Due to the nature of the data being backfilled and the queries, the impacted storage nodes were performing an extreme number of the expensive merges, causing a dramatic spike in CPU utilization on those nodes.

This high CPU utilization caused the storage nodes to lack CPU resources to keep up with processing new writes from the Kafka queue as fast as normal. Therefore, there was a long delay before the written data was available for reads, and so queries would return incomplete data from the impacted storage nodes during the incident.

Contributing Factors

The user who ran this very tight loop misunderstood the technical documentation for writing historical data, and therefore thought that including a read was necessary.

Customer Impact

Customers with data on the impacted nodes experienced:

Increased query latencies during the duration of the incident.
Incomplete data returned in their queries for recently written data.

Other customers were not impacted. No data was lost. The API continued to operate normally.

Timeline

All times are in UTC:

23:45 - Storage Team received a TTBR alert (“time to become readable” signifying that there was a delay in data being written). Upon investigation the TTBR had already recovered to normal levels.

00:14 - Storage Team received another TTBR alert, but upon investigation saw that the TTBR was continuing to climb on a single storage node. The team embarked upon an investigation as their top priority.

00:45 - The team determined that there must be one specific customer causing the issue, and contacted Support to help identify the user, and also to update the status page reflecting that performance was degraded for some users.

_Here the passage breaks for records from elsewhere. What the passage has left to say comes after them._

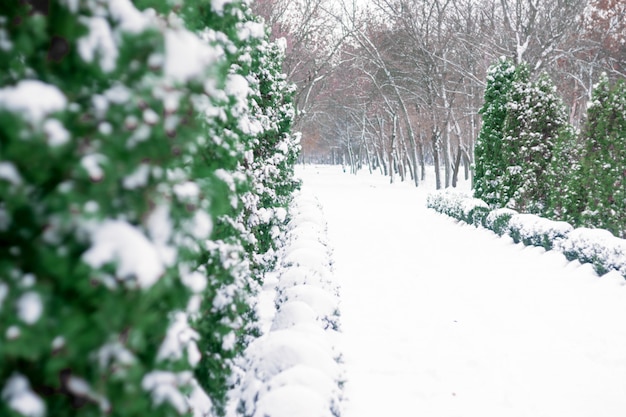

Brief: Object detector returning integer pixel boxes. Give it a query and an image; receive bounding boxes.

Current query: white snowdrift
[231,189,343,417]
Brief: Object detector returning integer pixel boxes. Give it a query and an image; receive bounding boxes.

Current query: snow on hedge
[427,190,626,278]
[235,190,343,417]
[556,228,626,277]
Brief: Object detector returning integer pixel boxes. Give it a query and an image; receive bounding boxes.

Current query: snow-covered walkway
[298,166,626,417]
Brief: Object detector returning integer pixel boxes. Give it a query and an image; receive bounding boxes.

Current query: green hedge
[427,190,626,278]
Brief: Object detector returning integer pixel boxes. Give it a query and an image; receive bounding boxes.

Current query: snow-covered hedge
[232,194,342,417]
[427,190,489,226]
[556,228,626,277]
[508,213,574,250]
[427,191,626,278]
[0,0,297,417]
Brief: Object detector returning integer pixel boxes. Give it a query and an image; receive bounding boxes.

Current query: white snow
[163,29,220,82]
[2,373,46,417]
[122,164,150,190]
[17,291,43,324]
[294,166,626,417]
[141,371,193,414]
[43,119,70,147]
[83,220,168,288]
[0,282,9,311]
[109,0,149,33]
[0,162,22,185]
[191,210,213,239]
[0,80,67,122]
[78,16,119,72]
[157,311,200,366]
[174,181,200,200]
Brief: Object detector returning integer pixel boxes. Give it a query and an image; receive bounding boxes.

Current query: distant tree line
[474,59,626,238]
[0,0,299,417]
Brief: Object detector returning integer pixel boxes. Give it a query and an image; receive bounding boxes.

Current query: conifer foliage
[0,0,298,416]
[474,59,626,237]
[474,57,515,207]
[568,74,626,238]
[502,65,570,214]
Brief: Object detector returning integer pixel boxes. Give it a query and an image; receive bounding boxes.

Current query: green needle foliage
[0,0,298,416]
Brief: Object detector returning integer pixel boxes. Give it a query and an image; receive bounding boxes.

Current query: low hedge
[426,190,626,278]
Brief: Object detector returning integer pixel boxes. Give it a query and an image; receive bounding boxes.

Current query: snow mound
[236,193,343,417]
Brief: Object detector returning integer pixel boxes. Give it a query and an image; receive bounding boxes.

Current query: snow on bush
[0,0,298,417]
[485,208,517,236]
[427,191,626,278]
[234,190,342,417]
[427,189,489,226]
[508,213,574,250]
[556,228,626,278]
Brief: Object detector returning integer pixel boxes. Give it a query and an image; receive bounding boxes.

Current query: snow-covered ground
[297,166,626,417]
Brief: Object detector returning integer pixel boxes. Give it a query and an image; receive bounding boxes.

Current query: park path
[298,166,626,417]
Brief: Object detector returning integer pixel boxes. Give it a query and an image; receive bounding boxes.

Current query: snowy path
[299,167,626,417]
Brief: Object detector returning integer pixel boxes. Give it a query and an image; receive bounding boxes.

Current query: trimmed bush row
[427,190,626,278]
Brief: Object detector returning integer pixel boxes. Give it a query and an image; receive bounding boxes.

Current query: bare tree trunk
[432,127,441,190]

00:49 - The team initiated the incident response processes. More engineers joined the investigation and were able to identify the user that triggered the incident.

01:21 - The team used a feature flag to target the specific customer and stop their queries from running. Support reached out to the customer and initiated a discussion.

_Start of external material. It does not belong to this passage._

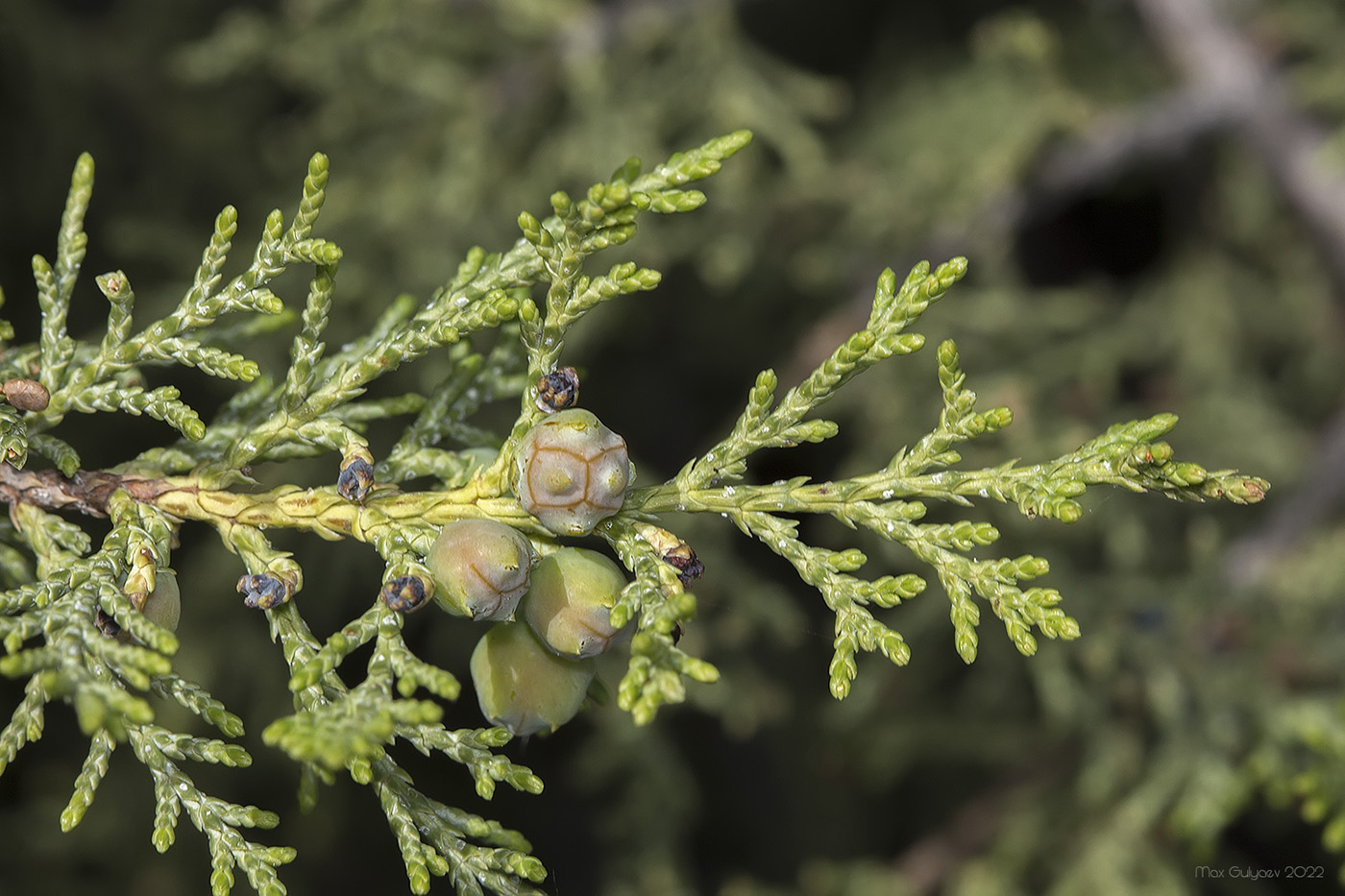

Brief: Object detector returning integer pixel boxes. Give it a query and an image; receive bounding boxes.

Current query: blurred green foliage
[0,0,1345,896]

01:46 - The team observed that the impacted storage nodes were quickly catching up with the queued writes. The team continued to monitor before finally closing the incident.

Future Mitigations

We are already in the process of implementing a governor over total query time, and expect to roll this out over the coming weeks. This will cause a customer who is taking too much query time to be rate limited. This will arrest the observed behavior in the future, by automatically denying more query time to the customer.
We are adjusting the documentation and providing improved sample code to help customers who are backfilling data to use the API more correctly.
The team will investigate other direct mitigations within the storage nodes themselves.

Posted Oct 05, 2021 - 02:26 UTC

Resolved

This incident has been resolved.

Posted Oct 04, 2021 - 01:59 UTC

Investigating

Users in the EU-Central region are experiencing degraded query performance. Our engineering team is actively investigating the issue and will provide further updates as they become available.

Posted Oct 04, 2021 - 00:59 UTC

This incident affected: Cloud Serverless: AWS, EU-Central (API Queries).